Ранее COUNT был отдельным действием, по которому пакет, соответствующий правилу, пропускался на выход контрмеры и подсчитывался. Теперь COUNT – это флаг, который можно задать для любого действия. Если флаг задан, пакет подсчитывается и отображается на соответствующем действию графике.
Таким образом, в контрмере предусмотрены действия:
PASS
– пропустить;DROP
– сбросить;BLOCK
– заблокировать;COUNT PASS
– пропустить и подсчитать;COUNT DROP
– сбросить и подсчитать;COUNT BLOCK
– заблокировать и подсчитать.Изменения аналогичны таковым в контрмере ACL.
Изменения аналогичны таковым в контрмере ACL.
Изменения аналогичны таковым в контрмере ACL.
Теперь при создании именованного списка IP-адресов в качестве типа источника можно указать «Mitigator feeds». Выбранный из выпадающего списка фид с сервера аналитики будет установлен в систему. Работает фильтрация по названию. Период обновления списка аналогичен типу источника «HTTP».
Требуется указание токена доступа к серверу аналитики в настройках системы.
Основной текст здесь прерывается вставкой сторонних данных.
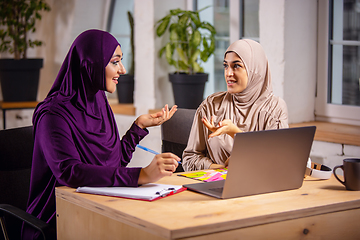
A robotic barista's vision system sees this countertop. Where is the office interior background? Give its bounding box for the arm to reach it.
[0,0,360,171]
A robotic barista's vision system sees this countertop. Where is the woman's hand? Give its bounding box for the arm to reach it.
[201,116,242,138]
[135,104,177,129]
[138,153,181,185]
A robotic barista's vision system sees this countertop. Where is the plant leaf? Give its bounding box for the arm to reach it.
[156,17,170,37]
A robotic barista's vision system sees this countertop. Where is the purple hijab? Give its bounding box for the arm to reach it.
[23,30,148,239]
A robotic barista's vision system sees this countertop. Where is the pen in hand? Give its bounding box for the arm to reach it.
[136,144,181,164]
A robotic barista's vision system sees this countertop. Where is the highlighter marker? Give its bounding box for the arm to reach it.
[136,144,181,164]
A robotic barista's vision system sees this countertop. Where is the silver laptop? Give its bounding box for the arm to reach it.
[184,126,316,199]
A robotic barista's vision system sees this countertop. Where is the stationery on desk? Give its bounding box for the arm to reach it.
[136,144,181,164]
[76,183,186,201]
[179,168,227,182]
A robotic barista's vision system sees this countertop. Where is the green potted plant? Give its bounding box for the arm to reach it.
[156,7,216,108]
[116,11,135,103]
[0,0,50,102]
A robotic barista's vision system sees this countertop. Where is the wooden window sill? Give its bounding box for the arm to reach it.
[290,122,360,146]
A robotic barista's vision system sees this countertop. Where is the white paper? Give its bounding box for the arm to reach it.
[76,183,182,200]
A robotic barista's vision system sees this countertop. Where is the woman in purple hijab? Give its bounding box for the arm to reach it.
[23,30,180,239]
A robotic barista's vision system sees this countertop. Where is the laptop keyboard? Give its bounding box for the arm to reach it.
[209,187,224,193]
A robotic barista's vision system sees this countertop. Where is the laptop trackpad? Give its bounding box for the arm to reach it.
[183,180,225,198]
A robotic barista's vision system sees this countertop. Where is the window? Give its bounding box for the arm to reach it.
[315,0,360,125]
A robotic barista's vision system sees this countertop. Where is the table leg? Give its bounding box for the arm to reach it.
[3,109,6,129]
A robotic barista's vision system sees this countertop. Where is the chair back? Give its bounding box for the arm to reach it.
[0,126,34,239]
[161,108,196,172]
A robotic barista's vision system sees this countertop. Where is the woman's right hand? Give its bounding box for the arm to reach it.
[201,116,242,138]
[138,153,181,185]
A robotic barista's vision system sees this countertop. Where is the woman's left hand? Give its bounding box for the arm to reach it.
[135,104,177,129]
[201,117,242,138]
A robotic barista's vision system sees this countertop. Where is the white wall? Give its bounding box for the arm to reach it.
[259,0,317,123]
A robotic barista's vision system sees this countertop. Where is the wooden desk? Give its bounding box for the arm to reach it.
[0,101,39,129]
[56,175,360,240]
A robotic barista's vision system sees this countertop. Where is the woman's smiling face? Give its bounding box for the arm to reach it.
[105,46,126,93]
[224,52,248,93]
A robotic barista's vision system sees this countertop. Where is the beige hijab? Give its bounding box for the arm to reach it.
[183,39,288,171]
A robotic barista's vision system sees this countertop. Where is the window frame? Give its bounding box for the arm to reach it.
[315,0,360,126]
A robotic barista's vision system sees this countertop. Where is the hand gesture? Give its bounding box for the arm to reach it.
[201,116,242,138]
[138,153,180,185]
[135,104,177,129]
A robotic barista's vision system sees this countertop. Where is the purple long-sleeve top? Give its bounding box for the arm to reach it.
[22,30,148,239]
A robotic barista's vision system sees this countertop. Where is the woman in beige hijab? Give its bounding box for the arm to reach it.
[183,39,288,171]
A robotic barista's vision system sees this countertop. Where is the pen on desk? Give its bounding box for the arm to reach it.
[136,144,181,164]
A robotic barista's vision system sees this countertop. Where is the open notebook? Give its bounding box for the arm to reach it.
[76,183,185,201]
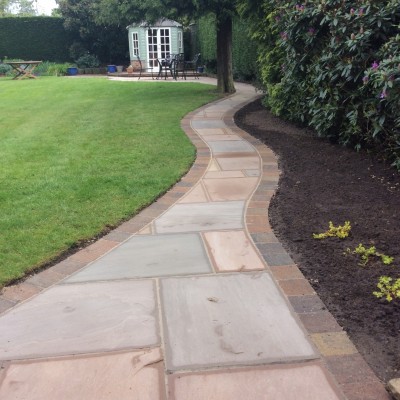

Для получения токена следует обратиться к вашему аккаунт-менеджеру.
Теперь в именованных списках IP-адресов можно указывать номера автономных систем
в виде as123456
.
Теперь для загрузки и установки базы сигнатур в карточке «Управление REX-сигнатурами» страницы «Настройка системы» требуется указать токен доступа к серверу аналитики в карточке «Сервер аналитики».
Теперь при изменении порогов автодетектирования в поле «Подробности» журнала событий отображаются измененные значения.
Теперь на странице «Анализ Flow» можно выгрузить CSV-файлы с данными за указанный временной интервал аналогично вкладке «Анализ Flow» страницы «Политика защиты».
Теперь метрики занимают меньше дискового пространства.
Добавлен механизм, позволяющий получить ответ бэкенда на действие в интерфейсе, не прибегая к просмотру логов или средствам разработчика в браузере.